El teatro es, entonces, para Ortega y Gasset, “esencial carácter de fantasmagoría, de creación de irrealidad” (p. 249). Vamos al teatro porque necesitamos “descansar (...) de vivir o, lo que es igual, de ‘estar en la realidad’” (p. 254). La condición del hombre en la realidad es “tarea, esfuerzo, seriedad, responsabilidad, fatiga y pesadumbre [por lo que] le es inexcusablemente necesario algún descanso” (p. 254). “El hombre necesita de cuando en cuando evadirse del mundo de la realidad, necesita escapar”, afirma Ortega (p. 255). “Este traerse de su vida real a una vida irreal imaginaria, fantasmagórica, es dis-traerse” (p. 256) y “la forma más perfecta de la evasión al otro mundo son las bellas artes” (p. 257). Varias páginas antes, Ortega había afirmado: “La boca del escenario aspira la realidad del público, la succiona hacia su irrealidad. A veces esta corriente de aire es un vendaval” (p. 247).

Ortega y Gasset basa en estas ideas su interpretación de la aventura del retablo de Maese Pedro y del funcionamiento del acontecimiento teatral en ella. En síntesis, expone dos observaciones principales, que están conectadas en su argumentación:

“En la pobre cocina de la venta castellana sopló aquella noche el vendaval de la fantasmagoría y el mundo imaginario del retablo de Maese Pedro con su poder de succión absorbió el alma ingrávida, inestable de Don Quijote, la hizo pasar de la sala al escenario. Esto quiere decir que Don Quijote ha dejado de ser espectador, público, y se ha transmutado él mismo en personaje de la obra teatral, con lo cual, es decir, al tomarla como realidad, ha destruido su fantasmagoría” (p. 247).

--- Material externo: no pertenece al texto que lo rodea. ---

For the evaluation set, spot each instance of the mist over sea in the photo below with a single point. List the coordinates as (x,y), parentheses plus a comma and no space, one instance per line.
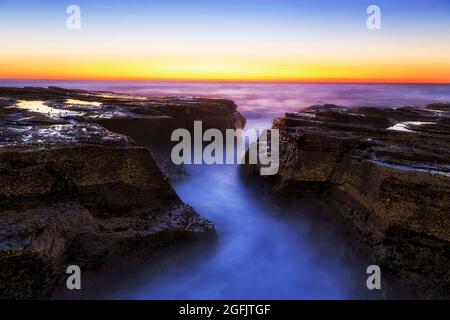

“[Pierre] Janet y otros psicopatólogos franceses poco perspicaces [...], decía[n] de esta locura que consistía en la pérdida del sentido de lo real. Lo cual me parece una perfecta tontería. Es bien claro que la verdad es lo inverso; esas menguas o anomalías mentales revelan una pérdida del sentido de lo irreal. Es como si la broma no se tomase en broma, sino en serio” (p. 248).

Veamos la primera observación. Para Ortega, entonces, Don Quijote fue succionado, absorbido por “el vendaval de la fantasmagoría”. ¿Acaso fue tan intensa, tan potente la representación (en un sentido artístico, por la belleza de los muñecos de pasta, por la pericia del relator y del manipulador, por la sugestión de las luces y los sonidos, por la gradación del relato, tal vez) para convertirse en “vendaval”? El “mundo imaginario” del retablo, con su naturaleza irreal, desequilibró el “alma ingrávida, inestable de Don Quijote”, de manera tal que le hizo perder el límite entre realidad e irrealidad. Según Ortega, Don Quijote dejó de ser espectador y se transformó “él mismo en personaje de la obra teatral”. De esta manera, la pérdida de la conciencia, de la discriminación entre realidad e irrealidad, destruyó la fantasmagoría.

En cuanto a la segunda observación, más someramente: Don Quijote espectador no pierde el “sentido de lo real” sino “el sentido de lo irreal”.

3. Es mucho lo que se puede destacar, y también discutir, de lo propuesto en materia de teoría teatral por Ortega y Gasset en su conferencia “Idea del teatro”. Algunas de sus observaciones son absolutamente vigentes, otras responden a una visión superada por las nuevas teorías. Creemos que es muy valiosa su posición de examen ontológico del teatro. Nos parece además muy acertado valerse de la aventura del retablo de Maese Pedro para pensar el teatro. Pero consideramos que a la luz de las nuevas direcciones de la Filosofía del Teatro (Dubatti, 2007 y 2008), su interpretación del comportamiento de Don Quijote espectador merece ser revisado.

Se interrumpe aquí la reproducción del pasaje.